No voy a contar más cosas de ese colegio. Podría contar bastantes cosas más. Y mucho peores de las que he contado. Cosas que costarían de creer. Cosas que dan vergüenza ajena. Cosas que había que haber denunciado. Pero no quiero. Me duele hablar de ello. Es la primera vez que me pongo a recordarlo todo. Estuve allí cinco años y medio. No falté ni un día al trabajo. Fui a trabajar afónico porque no quería cogerme al baja. Le hice favores extraescolares a la directora, a otros profesores. Fui a trabajar los fines de semana que había jornada de convivencia o lo que fuera. No hablé jamás mal de ningún compañero.
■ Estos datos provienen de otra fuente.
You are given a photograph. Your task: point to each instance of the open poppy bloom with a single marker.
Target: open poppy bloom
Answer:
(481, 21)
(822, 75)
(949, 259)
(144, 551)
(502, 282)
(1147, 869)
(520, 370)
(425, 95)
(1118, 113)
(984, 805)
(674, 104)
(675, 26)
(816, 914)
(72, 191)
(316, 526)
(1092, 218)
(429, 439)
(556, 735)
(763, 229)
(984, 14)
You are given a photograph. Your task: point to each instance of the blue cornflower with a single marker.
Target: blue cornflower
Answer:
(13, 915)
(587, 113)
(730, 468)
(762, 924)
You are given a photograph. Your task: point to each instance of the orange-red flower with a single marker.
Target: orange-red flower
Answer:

Y no perdí nunca, pese a todo, las ganas de dar clase. Cuando salí de allí lo que quería era olvidar. Irme lo más lejos posible. Olvidar los nombres y las caras de aquellas personas. Parece que quiera vengarme, o que quiera justicia. Pero no. Lo que me gustaría es olvidar. No tener que pensar cada día que cometí el error de entrar en ese colegio y que cometí el error de quedarme en ese colegio, cuando ya sabía que estaba en la lista negra y cuando ya había visto lo que les pasaba a los que estaban en la lista negra. Fui cobarde. Fui cómodo. Fui tonto.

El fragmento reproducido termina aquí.